Introduction to water on the kneeWater on the knee is a term used to explain swelling in the knee joint that occurs when fluid builds up in that area of the leg.
The lining of the knee joint capsule produces fluid that is used to lubricate the parts of the knee that need to move in order to enable a person to walk, and this fluid also nourishes the cartilage.
There are certain diseases or injuries that can cause the knee to produce too much fluid.

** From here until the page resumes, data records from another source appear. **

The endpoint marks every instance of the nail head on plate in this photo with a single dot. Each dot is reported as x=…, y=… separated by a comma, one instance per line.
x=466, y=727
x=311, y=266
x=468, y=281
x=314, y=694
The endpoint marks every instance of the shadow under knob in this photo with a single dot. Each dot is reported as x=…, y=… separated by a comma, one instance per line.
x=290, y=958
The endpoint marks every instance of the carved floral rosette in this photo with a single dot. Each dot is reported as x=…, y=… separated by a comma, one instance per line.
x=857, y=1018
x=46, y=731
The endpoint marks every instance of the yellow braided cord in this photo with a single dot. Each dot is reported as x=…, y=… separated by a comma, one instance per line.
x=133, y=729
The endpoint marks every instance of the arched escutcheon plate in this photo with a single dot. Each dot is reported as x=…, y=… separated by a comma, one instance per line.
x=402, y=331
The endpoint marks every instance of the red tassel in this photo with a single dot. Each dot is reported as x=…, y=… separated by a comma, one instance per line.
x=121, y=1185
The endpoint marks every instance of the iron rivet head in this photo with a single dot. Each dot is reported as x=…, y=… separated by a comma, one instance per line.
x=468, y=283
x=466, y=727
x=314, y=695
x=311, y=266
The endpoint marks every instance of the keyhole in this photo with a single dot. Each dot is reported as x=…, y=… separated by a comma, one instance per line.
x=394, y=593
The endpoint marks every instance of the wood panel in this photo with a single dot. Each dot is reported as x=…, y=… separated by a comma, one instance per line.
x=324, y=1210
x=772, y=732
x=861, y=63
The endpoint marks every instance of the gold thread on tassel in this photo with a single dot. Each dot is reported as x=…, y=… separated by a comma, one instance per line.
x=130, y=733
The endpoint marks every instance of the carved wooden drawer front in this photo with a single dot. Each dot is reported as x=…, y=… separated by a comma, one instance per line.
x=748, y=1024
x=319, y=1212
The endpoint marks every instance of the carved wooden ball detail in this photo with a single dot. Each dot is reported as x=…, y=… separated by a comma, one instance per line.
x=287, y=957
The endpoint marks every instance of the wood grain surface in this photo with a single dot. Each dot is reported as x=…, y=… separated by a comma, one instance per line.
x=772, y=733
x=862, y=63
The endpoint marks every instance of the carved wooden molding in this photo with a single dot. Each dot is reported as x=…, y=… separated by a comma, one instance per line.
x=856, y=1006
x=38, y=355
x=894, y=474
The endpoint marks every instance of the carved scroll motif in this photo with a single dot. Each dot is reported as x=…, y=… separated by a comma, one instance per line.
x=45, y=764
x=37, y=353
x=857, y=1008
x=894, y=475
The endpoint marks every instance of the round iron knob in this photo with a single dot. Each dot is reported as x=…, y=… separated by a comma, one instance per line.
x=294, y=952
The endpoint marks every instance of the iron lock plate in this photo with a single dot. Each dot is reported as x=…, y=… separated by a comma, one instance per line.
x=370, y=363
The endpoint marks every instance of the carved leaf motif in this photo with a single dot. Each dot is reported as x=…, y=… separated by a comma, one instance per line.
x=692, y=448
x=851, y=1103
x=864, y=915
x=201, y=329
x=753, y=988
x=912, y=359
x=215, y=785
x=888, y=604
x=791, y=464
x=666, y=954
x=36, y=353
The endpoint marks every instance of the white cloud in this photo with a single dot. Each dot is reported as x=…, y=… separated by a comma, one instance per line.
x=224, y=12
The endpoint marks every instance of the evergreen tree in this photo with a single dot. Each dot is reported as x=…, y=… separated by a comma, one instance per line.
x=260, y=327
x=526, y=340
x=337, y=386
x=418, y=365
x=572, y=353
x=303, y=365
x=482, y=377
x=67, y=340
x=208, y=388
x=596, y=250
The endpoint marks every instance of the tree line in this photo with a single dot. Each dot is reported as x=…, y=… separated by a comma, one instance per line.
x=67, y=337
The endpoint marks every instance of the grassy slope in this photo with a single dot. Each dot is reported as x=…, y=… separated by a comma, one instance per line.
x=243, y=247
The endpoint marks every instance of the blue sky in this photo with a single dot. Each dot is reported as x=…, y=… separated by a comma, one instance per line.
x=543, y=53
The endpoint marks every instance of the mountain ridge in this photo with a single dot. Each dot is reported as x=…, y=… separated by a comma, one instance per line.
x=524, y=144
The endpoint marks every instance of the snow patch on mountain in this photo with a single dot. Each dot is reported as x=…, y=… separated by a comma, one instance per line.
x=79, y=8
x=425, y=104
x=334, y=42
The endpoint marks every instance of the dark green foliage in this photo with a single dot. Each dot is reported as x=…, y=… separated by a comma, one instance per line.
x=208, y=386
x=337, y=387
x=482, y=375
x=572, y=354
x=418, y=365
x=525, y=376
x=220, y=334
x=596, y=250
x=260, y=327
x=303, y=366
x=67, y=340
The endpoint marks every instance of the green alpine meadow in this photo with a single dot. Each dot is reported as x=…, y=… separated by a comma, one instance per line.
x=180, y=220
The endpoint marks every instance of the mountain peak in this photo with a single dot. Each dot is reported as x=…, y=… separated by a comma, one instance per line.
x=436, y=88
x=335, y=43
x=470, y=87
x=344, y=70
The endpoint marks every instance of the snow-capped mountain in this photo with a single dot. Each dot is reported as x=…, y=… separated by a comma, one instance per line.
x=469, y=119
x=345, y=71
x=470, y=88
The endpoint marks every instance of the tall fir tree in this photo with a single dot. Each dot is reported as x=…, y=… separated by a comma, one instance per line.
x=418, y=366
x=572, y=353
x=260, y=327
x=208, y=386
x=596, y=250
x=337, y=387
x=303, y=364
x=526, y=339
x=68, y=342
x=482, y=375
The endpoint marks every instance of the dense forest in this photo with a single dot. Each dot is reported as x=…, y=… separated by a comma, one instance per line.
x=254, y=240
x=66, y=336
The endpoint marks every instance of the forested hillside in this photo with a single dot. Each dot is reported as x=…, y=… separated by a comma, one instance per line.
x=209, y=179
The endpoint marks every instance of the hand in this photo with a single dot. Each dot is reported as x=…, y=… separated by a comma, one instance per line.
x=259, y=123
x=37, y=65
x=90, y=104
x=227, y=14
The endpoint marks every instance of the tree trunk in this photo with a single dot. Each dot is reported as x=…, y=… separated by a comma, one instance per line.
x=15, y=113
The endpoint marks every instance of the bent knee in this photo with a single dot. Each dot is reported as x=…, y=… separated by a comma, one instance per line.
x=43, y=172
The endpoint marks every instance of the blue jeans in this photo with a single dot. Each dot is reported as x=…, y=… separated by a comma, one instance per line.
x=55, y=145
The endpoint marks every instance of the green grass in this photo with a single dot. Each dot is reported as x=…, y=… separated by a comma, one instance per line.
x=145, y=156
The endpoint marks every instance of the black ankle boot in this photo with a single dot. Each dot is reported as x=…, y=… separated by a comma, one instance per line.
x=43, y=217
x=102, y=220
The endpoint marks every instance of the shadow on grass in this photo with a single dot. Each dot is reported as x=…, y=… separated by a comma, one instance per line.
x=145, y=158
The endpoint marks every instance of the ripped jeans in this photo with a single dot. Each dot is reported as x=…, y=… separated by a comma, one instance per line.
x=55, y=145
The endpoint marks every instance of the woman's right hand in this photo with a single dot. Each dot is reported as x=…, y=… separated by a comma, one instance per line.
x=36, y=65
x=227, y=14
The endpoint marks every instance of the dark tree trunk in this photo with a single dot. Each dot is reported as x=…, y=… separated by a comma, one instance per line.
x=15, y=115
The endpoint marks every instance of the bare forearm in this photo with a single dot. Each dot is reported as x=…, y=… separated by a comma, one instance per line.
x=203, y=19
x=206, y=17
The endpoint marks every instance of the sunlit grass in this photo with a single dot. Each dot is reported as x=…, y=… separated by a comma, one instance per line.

Direct injuries to the knee are usually the most common causes for water on the knee, as are infections and inflammatory diseases that affect these joints.
If a person does notice water on the knee, the best thing to do is to first contact a doctor, who will tell the person if it is the result of an injury or an infection. After this, the doctor will be able to recommend the proper therapy.
An infection can lead to very severe and permanent damage if it is not treated right away.
If it is some kind of a traumatic injury, the fluid inside the knee joint could also contain blood, but if it is an infection, there could be puss inside the knee as well.
If it is caused by an inflammatory disease such as arthritis, then there may be too many white bloods cells in the fluid.
Water on the knee can also become a chronic problem if not treated on time.
The most visible and obvious symptom of the condition is the swelling that occurs on the knee. When this occurs, the person will not be able to fully straighten the knee and there will be pain present constantly, which will be felt with every movement of the knee.
Other symptoms will occur, but they all depend on what is causing this main symptom of swelling.
When it is caused by osteoarthritis, it will be really hard and painful for people to stand and walk. When it is an inflammation, then the knee will not only be swollen, but also hot, red and painful.
The most common cause is an acute injury or an overuse of the knee. When the tissue in the knee is damaged from an injury, the fluid from the tissue will begin to leak and fill the area around the knee joint.
As mentioned previously, other possible causes can be infections that spread to the knee or inflammatory issues such as arthritis that are causing the build up of excess fluid in the joint.